Le Congrès a dès lors jeté les jalons
de l’action américaine en Asie centrale en s’appuyant sur
l’« Initiative route de la soie » (3)
et les fonds qui y étaient associés, en espérant pouvoir
imposer les « réformes » économiques ainsi que l’extension
des oléoducs et gazoducs vers l’Ouest. A la lumière des
tentatives de déstabilisation au Kirghizstan en mars 2005, et des douloureux
événements en Ouzbékistan, les promesses de Mme Jones ont
dû sonner comme des menaces pour les gouvernements de la région.
Immédiatement après la « libération
» des puits de pétrole irakiens, Donald Rumsfeld, le ministre de
la Défense, entreprit d’organiser le contrôle des réserves
d’hydrocarbures centre-asiatiques – et ce, au moyen de la stratégie
dite des « nénuphars », autrement dit l’établissement
de points d’appuis, notamment dans les ports et aéroports, qui
peuvent être rapidement mis en œuvre en cas de besoin. Le chef du
Pentagone entendait ainsi disposer en différents endroits d’Asie
centrale et autour de la Caspienne de bases américaines susceptibles
de se multiplier comme des « nénuphars » pour finir par recouvrir
l’ensemble du terrain. Pourtant, même l’engagement personnel
du ministre – et ses innombrables déplacements dans la région
– n’apporta pas les succès escomptés.
Quand, après le 11 septembre 2001, l’aviation
américaine commença à s’installer sur l’arrière
stratégique de la Russie et de la Chine sous couvert de soutien aux troupes
en Afghanistan et de « guerre contre le terrorisme », un général
russe mit en garde : lorsque les soldats d’outre-Atlantique ont commencé
à prendre pied sur un territoire, on ne peut ensuite les en expulser
que par la force, rappela-t-il en substance.
Cette fois cependant, il en va quelque peu autrement –
une évolution qui n’est pas étrangère au rôle
grandissant de l’OCS. Ainsi, en novembre 2005, au lieu de la prolifération
attendue de « nénuphars », le Pentagone dut retirer ses forces
de son unique base en Ouzbékistan, Karshi-Khanabad. Ce fut ensuite la
limitation des activités américaines et de l’OTAN sur leurs
bases logistiques au Kirghizstan. Dans la foulée, Washington se vit imposer
un bail d’un montant considérablement augmenté.
Ainsi se manifestaient clairement les premiers succès
concrets de la stratégie de l’OCS visant à refouler les
poussées stratégiques américaines en Asie. Donald Rumsfeld
le confirma à sa manière en dénonçant avec véhémence
ce « comportement inamical » du Kremlin, dont il voyait la main
derrière ces évolutions.
Ces dernières années, le rôle de l’OCS
n’a cessé de se renforcer.

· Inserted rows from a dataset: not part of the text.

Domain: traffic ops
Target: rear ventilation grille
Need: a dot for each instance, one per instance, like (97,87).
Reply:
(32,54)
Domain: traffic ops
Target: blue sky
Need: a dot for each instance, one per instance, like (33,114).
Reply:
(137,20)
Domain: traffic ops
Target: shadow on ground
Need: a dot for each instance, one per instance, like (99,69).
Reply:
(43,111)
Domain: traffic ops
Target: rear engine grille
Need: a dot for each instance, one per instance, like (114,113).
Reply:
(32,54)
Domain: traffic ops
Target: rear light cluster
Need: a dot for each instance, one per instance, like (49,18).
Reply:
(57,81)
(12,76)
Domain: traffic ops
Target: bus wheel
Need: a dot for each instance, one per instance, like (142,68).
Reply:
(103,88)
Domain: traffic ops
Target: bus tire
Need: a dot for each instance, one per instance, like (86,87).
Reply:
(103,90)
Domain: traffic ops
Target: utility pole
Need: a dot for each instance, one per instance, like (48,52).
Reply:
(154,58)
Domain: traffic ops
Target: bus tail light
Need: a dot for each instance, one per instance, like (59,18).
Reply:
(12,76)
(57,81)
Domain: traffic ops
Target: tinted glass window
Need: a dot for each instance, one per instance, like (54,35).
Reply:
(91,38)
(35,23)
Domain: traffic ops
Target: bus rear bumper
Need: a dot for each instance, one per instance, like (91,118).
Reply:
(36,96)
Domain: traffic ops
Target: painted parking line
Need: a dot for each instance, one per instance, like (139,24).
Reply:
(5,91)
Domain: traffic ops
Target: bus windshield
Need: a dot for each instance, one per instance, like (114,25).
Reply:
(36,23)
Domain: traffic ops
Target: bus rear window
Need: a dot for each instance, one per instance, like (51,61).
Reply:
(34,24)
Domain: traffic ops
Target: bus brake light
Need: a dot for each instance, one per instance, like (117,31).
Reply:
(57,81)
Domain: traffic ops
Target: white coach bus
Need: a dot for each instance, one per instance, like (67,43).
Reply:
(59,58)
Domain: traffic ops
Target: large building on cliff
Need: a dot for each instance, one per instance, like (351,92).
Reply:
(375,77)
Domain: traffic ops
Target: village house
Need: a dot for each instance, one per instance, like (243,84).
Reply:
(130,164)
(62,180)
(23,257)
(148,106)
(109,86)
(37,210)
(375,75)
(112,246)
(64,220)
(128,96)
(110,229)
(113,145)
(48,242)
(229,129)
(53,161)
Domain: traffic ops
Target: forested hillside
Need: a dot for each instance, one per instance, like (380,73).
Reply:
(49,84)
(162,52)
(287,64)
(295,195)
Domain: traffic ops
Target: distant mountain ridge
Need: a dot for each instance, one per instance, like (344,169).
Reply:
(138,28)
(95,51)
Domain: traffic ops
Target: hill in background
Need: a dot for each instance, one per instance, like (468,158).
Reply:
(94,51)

Pourtant, malgré une coopération
croissante sur le plan économique et politique, ainsi que le développement
de manœuvres communes – encore dernièrement en Russie du sud,
avec la participation de milliers de soldats chinois – cette organisation
est loin de constituer une alliance militaire avec assistance mutuelle automatique,
comme c’est le cas pour l’OTAN. La diversité des intérêts
économiques, des choix politiques et des traits culturels en dehors de
l’Asie centrale proprement dite représente un obstacle à
la mise en place de mécanismes forts et globaux d’assistance mutuelle.
De plus, l’organisation n’est nullement basée sur une structure
intégrée comparable à l’OTAN qui permet des réactions
rapides et déterminées en cas de crise. L’OCS n’est
donc nullement le pendant asiatique à celle-ci. Elle constitue cependant
un contrepoids avec lequel il faut désormais compter.
Notes
(1) Communauté des
États indépendants, née de l’éclatement de
l’URSS pour maintenir des liens (assez lâches) entre les anciennes
Républiques soviétiques.
(2) Article paru dans la revue du Pentagone
Parameters sous la signature de David Tucker, responsable des opérations
spéciales et des conflits de basse intensité au sein de l’administration
Clinton.
(3) Officiellement, l’« Initiative
route de la soie » est un programme de développement lancé
en 2006 par l’ONU associant gouvernements et groupes privés, censé
favoriser les coopérations dans la région.